BD.6013b
1 augustus 1954
Het spreken in tongen - Waarschuwing voor een bedrieglijke
geest
En dan zal de mens dingen volbrengen, die de medemensen niet
natuurlijk voorkomen, die het natuurlijke vermogen van een mens ver overtreffen.
Hij zal op de hoogte zijn van zaken, die anders voor de mens verborgen
zijn. Hij zal overtuigd en begrijpelijk de mensen opheldering kunnen geven
over zaken, die een mens met zijn verstand alleen niet kan doorgronden.
Hij zal gebieden kunnen betreden, die voor de medemensen niet toegankelijk
zijn. Hij zal de kracht hebben zieken te genezen, wonderen te verrichten
of ook in staat zijn helder schouwend in de toekomst te kijken. Er zullen
in hem vermogens tevoorschijn komen, die hij nooit in zich heeft ontwikkeld.

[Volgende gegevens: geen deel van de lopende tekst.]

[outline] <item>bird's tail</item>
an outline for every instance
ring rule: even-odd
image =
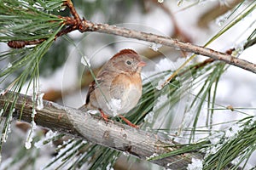
[[[79,110],[84,111],[84,112],[89,110],[86,105],[82,105],[81,107],[79,108]]]

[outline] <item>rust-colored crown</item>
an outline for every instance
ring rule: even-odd
[[[133,54],[134,56],[137,56],[139,57],[139,55],[137,54],[137,53],[136,53],[135,51],[133,51],[132,49],[122,49],[121,51],[119,51],[119,53],[115,54],[112,59],[114,59],[116,57],[119,57],[120,55],[125,55],[125,54]]]

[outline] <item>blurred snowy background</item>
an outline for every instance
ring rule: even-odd
[[[233,4],[236,2],[232,0],[200,1],[200,3],[196,3],[197,1],[166,0],[161,4],[153,0],[84,0],[84,3],[78,1],[73,3],[79,14],[81,16],[85,16],[87,20],[163,36],[175,37],[201,46],[205,45],[208,40],[216,35],[229,21],[232,20],[233,17],[244,10],[246,7],[246,5],[241,5],[230,15],[234,9],[233,7],[230,7],[231,3]],[[247,1],[247,3],[251,2]],[[217,13],[224,7],[230,8],[230,9],[216,18],[212,17],[207,22],[203,22],[204,20],[207,20],[205,17],[207,14],[212,11],[212,8],[215,8]],[[227,19],[227,17],[230,18]],[[254,10],[250,15],[244,18],[207,47],[221,52],[242,47],[245,37],[247,37],[256,27],[255,19],[256,11]],[[143,60],[148,63],[148,65],[143,70],[144,79],[161,71],[175,70],[188,59],[184,58],[183,54],[177,49],[135,39],[96,32],[81,34],[79,31],[72,32],[68,37],[75,42],[76,47],[69,43],[65,38],[57,39],[54,47],[51,48],[45,59],[43,59],[41,62],[39,82],[40,91],[44,93],[45,99],[74,108],[78,108],[84,103],[87,91],[86,86],[77,88],[78,84],[83,83],[81,82],[83,73],[88,71],[81,64],[81,54],[79,53],[86,56],[91,67],[96,69],[120,49],[132,48],[143,55]],[[0,51],[4,51],[7,48],[6,44],[0,44]],[[154,49],[160,52],[161,54],[154,54],[156,52]],[[240,58],[256,63],[255,52],[255,45],[246,50],[241,49]],[[198,56],[193,62],[202,61],[206,59],[206,57]],[[8,64],[9,62],[6,61],[1,62],[0,66],[3,67]],[[4,86],[4,84],[1,84],[2,88],[5,88]],[[255,116],[255,74],[235,66],[230,66],[218,82],[216,103],[223,106],[231,105],[234,108],[245,108],[242,111]],[[23,93],[26,89],[26,88],[24,87]],[[194,92],[189,93],[193,94]],[[180,107],[182,106],[181,104]],[[254,108],[254,110],[252,108]],[[231,110],[216,110],[213,122],[220,123],[227,122],[227,120],[238,120],[242,116],[244,116],[242,114],[233,114]],[[205,117],[201,118],[204,119]],[[175,116],[175,119],[177,120],[177,125],[173,126],[178,126],[182,116],[177,114]],[[201,123],[204,122],[202,120]],[[13,161],[13,158],[17,155],[24,153],[23,150],[26,150],[23,145],[25,144],[27,127],[23,128],[14,122],[12,128],[8,139],[9,142],[3,144],[3,162],[0,169],[9,169],[5,165]],[[216,128],[220,128],[224,127],[219,125]],[[38,133],[39,136],[44,135],[44,133],[39,129],[38,129]],[[36,162],[34,169],[39,169],[52,158],[55,147],[53,144],[42,146],[38,150],[33,150],[33,152],[32,156],[38,156],[34,160]],[[256,165],[255,156],[254,154],[254,156],[252,156],[249,162],[251,166]],[[20,156],[20,159],[22,159],[22,156]],[[20,166],[22,166],[23,163],[20,162],[15,167],[13,167],[11,169],[22,169],[23,167]],[[23,169],[26,169],[26,167]]]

Hij zal vreemde talen spreken en ook kunnen verstaan, wanneer dat nodig
is en dienstig voor de ontwikkeling van de ziel van de medemensen. Hij
zal op elke manier worden beïnvloed door goddelijke kracht, maar
meestal alleen één van deze gaven van de geest bezitten,
omdat de vereisten voor elke geestesgave andere zijn. Alle vereisten zijn
echter zelden bij één mens te vinden. Elke van deze gaven
van de geest moet haar doel vervullen, dat wil zeggen elke moet ten nutte
kunnen worden gemaakt.
De gave van genezing van zieken zal - buiten het lichamelijk gezond worden
- ontegenzeglijk ook tot het gezond worden van de zielen bijdragen, omdat
de mensen leren geloven in de kracht van de geest, die door het sterke
geloof van zowel de genezer als ook van de zieken ertoe wordt gebracht,
zich weg te schenken. Evenzo kunnen ook voorspellingen van toekomstige
gebeurtenissen de medemensen bewegen, hun levenswandel te veranderen tot
boete en terugkeer, omdat deze voorspellingen steeds alleen de aardse
uitwerkingen van het geestelijk lage niveau van de mensen betreffen. Het
verkondigen van de waarheid door de goddelijke geest draagt er tevens
toe bij, het geloof tot leven te wekken en tot ommekeer van de leefwijze
en is bijgevolg toch weer als geestelijke factor te waarderen als van
het grootste belang. Alleen wat ertoe bijdraagt geestelijke resultaten
te behalen, kan als het werkzaam zijn van de geest worden aangeduid, want
wat zijn oorsprong heeft in God kan niet anders dan vol van licht zijn.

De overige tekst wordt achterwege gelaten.